大内氏最期の当主である大内義長が毛利元就の侵攻に備えて1557(弘治3)年に築いた城。大内義長は豊後の大名大友義鑑の子。大友宗麟の弟に当たる。大内義興の娘は大友義鑑に嫁いでおり大友義鑑は大内義興の娘婿の関係にあった。大内義興の息子の大内義隆は1543(天文12)年に尼子晴久との戦いで養嗣子の大内晴持を亡くしたため、大友義鑑の次男・八郎晴英を猶子として大内家に迎え入れられた。

しかし、1545(天文14)年に大内義隆に義尊が誕生。それとともに晴英は大友家に帰された。

ところが、1551(天文20)年に大内家の重臣である陶晴賢が大内義隆に叛旗を翻し大内義隆・義尊を死に追いやる。その陶晴賢が大内家の新当主に迎え入れたのが大友晴英。1552(天文21)年に大友晴英は山口に迎え入れられ当主として擁立。翌年に室町幕府第13代将軍足利義輝から偏諱を受けて大内義長と改名。

陶晴賢は毛利元就に安芸国内の大内義隆支持派国人衆掃討を依頼。

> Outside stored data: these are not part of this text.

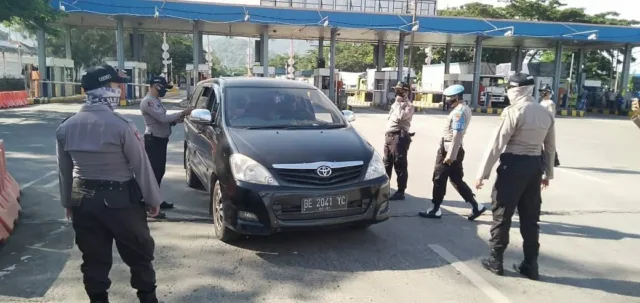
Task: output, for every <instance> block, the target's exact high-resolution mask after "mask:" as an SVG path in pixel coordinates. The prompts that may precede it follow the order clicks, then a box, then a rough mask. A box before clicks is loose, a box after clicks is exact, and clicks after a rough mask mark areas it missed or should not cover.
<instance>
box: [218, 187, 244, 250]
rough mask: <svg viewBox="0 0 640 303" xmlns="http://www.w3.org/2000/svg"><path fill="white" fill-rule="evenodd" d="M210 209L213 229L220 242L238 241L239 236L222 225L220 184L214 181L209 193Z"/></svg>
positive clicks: (221, 191) (221, 208) (221, 212)
mask: <svg viewBox="0 0 640 303" xmlns="http://www.w3.org/2000/svg"><path fill="white" fill-rule="evenodd" d="M211 206H212V207H211V208H212V209H213V212H212V214H213V229H214V232H215V234H216V238H218V239H219V240H220V241H222V242H230V241H233V240H235V239H238V238H239V237H240V235H239V234H238V233H236V232H234V231H233V230H231V229H229V228H228V227H226V226H225V225H224V209H223V207H224V203H222V191H221V190H220V182H219V181H216V184H215V185H214V186H213V191H212V193H211Z"/></svg>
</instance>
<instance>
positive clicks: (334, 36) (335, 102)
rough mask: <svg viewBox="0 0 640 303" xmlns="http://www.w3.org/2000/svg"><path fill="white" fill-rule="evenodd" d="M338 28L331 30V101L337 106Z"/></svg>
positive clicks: (330, 67) (329, 80) (329, 89)
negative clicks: (336, 70)
mask: <svg viewBox="0 0 640 303" xmlns="http://www.w3.org/2000/svg"><path fill="white" fill-rule="evenodd" d="M337 34H338V29H337V28H335V27H334V28H332V29H331V42H330V45H329V95H330V96H329V99H331V101H333V103H336V104H337V100H336V83H335V81H336V75H335V74H336V36H337Z"/></svg>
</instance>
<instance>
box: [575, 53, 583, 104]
mask: <svg viewBox="0 0 640 303" xmlns="http://www.w3.org/2000/svg"><path fill="white" fill-rule="evenodd" d="M583 65H584V50H582V49H580V50H579V51H578V65H577V66H576V86H577V87H578V89H577V93H578V98H580V95H581V94H582V87H583V86H584V78H583V75H584V73H583V70H584V67H583ZM579 100H580V99H578V101H579Z"/></svg>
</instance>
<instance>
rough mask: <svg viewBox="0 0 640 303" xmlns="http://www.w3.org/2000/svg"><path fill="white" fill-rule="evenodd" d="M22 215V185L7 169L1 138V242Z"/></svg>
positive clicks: (0, 237) (0, 151) (0, 161)
mask: <svg viewBox="0 0 640 303" xmlns="http://www.w3.org/2000/svg"><path fill="white" fill-rule="evenodd" d="M19 215H20V186H19V185H18V183H17V182H16V180H15V179H13V177H11V175H10V174H9V171H7V162H6V158H5V146H4V141H3V140H0V242H2V241H4V240H6V239H7V238H8V237H9V235H10V234H11V232H13V229H14V227H15V223H16V221H17V220H18V216H19Z"/></svg>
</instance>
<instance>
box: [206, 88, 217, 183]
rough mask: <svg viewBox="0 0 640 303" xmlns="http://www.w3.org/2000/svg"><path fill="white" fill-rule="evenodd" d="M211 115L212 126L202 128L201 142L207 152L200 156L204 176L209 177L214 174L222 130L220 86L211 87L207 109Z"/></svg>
mask: <svg viewBox="0 0 640 303" xmlns="http://www.w3.org/2000/svg"><path fill="white" fill-rule="evenodd" d="M207 109H209V111H211V114H212V116H213V117H212V121H213V122H214V123H213V124H212V125H210V126H209V125H206V126H204V129H203V132H202V140H204V141H205V142H206V145H207V146H208V147H209V150H208V151H209V152H208V153H207V154H206V155H205V154H204V153H203V154H202V159H203V162H204V164H205V167H206V169H207V170H206V172H205V173H206V176H211V173H212V172H216V164H215V161H214V159H215V157H216V152H217V150H218V137H219V135H220V133H221V132H222V128H221V127H220V122H221V120H220V118H219V117H220V116H221V112H220V86H219V85H217V84H214V85H213V91H212V93H211V95H210V96H209V104H208V108H207Z"/></svg>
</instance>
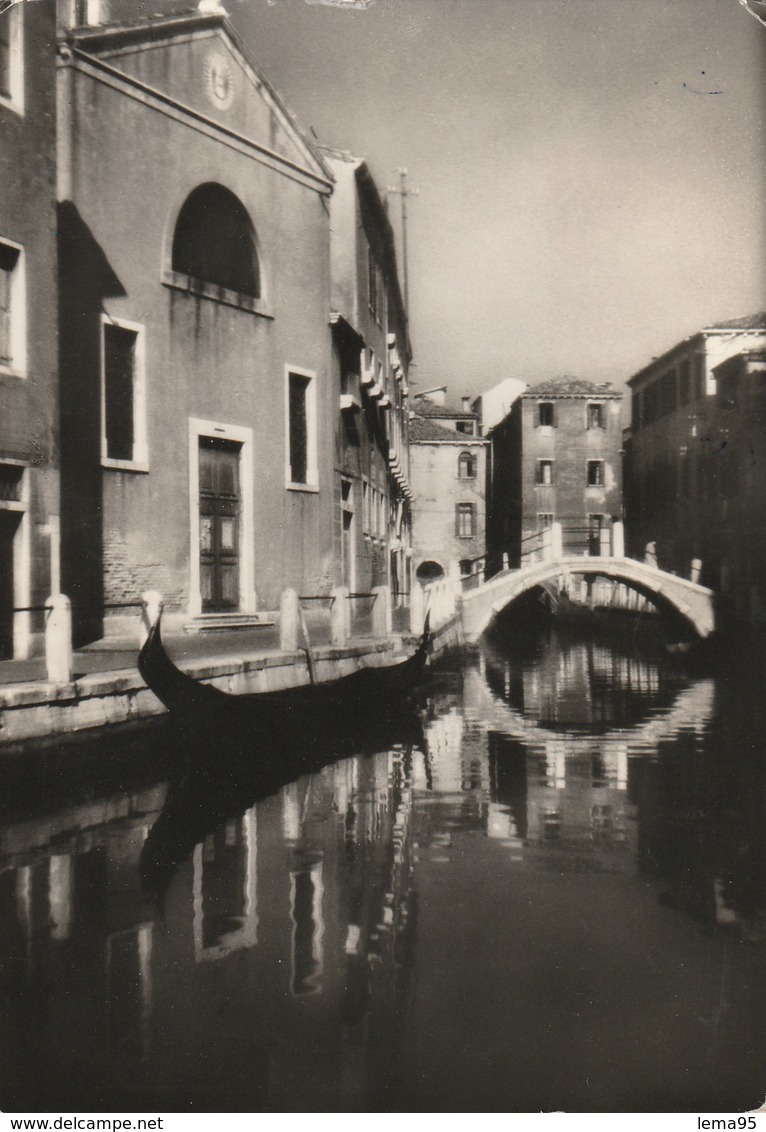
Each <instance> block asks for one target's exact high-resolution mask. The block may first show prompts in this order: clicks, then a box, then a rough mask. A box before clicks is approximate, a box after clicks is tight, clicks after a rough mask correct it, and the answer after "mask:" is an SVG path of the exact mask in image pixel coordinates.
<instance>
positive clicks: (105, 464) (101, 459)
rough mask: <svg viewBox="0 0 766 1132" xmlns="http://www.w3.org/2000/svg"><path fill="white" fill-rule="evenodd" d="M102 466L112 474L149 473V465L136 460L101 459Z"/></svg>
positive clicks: (145, 474) (103, 457) (101, 464)
mask: <svg viewBox="0 0 766 1132" xmlns="http://www.w3.org/2000/svg"><path fill="white" fill-rule="evenodd" d="M101 466H102V468H104V469H107V470H109V471H112V472H138V473H139V474H141V475H146V474H148V471H149V465H148V464H145V463H139V462H137V461H134V460H111V458H110V457H109V456H102V457H101Z"/></svg>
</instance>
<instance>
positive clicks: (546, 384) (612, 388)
mask: <svg viewBox="0 0 766 1132" xmlns="http://www.w3.org/2000/svg"><path fill="white" fill-rule="evenodd" d="M522 396H523V397H542V396H545V397H614V398H617V400H620V398H621V397H622V394H621V393H620V392H619V389H613V388H612V384H611V381H604V383H603V384H602V385H596V384H595V383H594V381H585V380H583V378H579V377H552V378H550V379H549V380H546V381H541V383H540V384H539V385H532V386H530V388H528V389H525V392H524V393H523V394H522Z"/></svg>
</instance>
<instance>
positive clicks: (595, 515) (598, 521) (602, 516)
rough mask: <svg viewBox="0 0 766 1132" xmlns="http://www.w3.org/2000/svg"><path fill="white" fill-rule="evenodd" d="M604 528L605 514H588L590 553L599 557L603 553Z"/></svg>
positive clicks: (588, 530)
mask: <svg viewBox="0 0 766 1132" xmlns="http://www.w3.org/2000/svg"><path fill="white" fill-rule="evenodd" d="M603 530H604V516H603V515H588V555H591V556H592V557H596V558H597V557H599V556H600V555H601V541H602V538H601V535H602V531H603Z"/></svg>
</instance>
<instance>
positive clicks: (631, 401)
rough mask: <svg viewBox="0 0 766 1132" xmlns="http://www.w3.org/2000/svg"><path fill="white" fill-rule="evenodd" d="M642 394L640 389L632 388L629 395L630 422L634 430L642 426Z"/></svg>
mask: <svg viewBox="0 0 766 1132" xmlns="http://www.w3.org/2000/svg"><path fill="white" fill-rule="evenodd" d="M642 401H643V397H642V394H640V389H634V391H632V393H631V395H630V423H631V424H632V427H634V429H635V430H638V429H639V428H640V427H642V423H643V421H642Z"/></svg>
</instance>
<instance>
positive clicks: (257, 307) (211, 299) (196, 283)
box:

これを受けて、毛利元就は安芸頭崎城を攻め平賀隆保を滅ぼし平賀広相を擁立。平賀一族を毛利家臣団に組み込んだ。この迅速な動きに陶晴賢は毛利に警戒感を抱く。平賀広相は1555(弘治元)年に陶晴賢の使者を捕えて安芸国内における陶晴賢の暗躍を毛利元就に注進。毛利元就は嫡男・隆元や平賀広相の意見を聞き入れて、陶晴賢と厳島にて干戈を交える。村上水軍の加勢もあって厳島で毛利軍が勝利し陶晴賢は自刃。

陶晴賢を失った大内義長は急速に求心力を失い家臣団は半ば崩壊。更に、大内義長の兄である大友義鑑は毛利元就との間に大内領分割の密約を結ぶ。これによって大内義長は後ろ盾を完全に無くす。1557(弘治3)年に毛利元就は山口へと侵攻。衆寡敵せずと判断した大内義長は高嶺城を放棄し重臣・内藤隆世の長門且山城へと逃げ延びた。

山口を支配下においた毛利元就は高嶺城に市川経好を城番として置いた。市川経好は大内氏旧臣の杉氏・内藤氏・問田氏らが大内義隆の遺児である問田亀鶴丸の挙兵を鎮圧したり、第14代当主・大内政弘の次男で謀反を起こし豊後大友氏のもとに亡命していた大内高弘の子の大内輝弘による山口攻略を撃退している。

1615(元和元)年に江戸幕府より一国一城令が出され、萩城を残して長府串崎城、岩国横山城とともに山口高嶺城も廃城となった。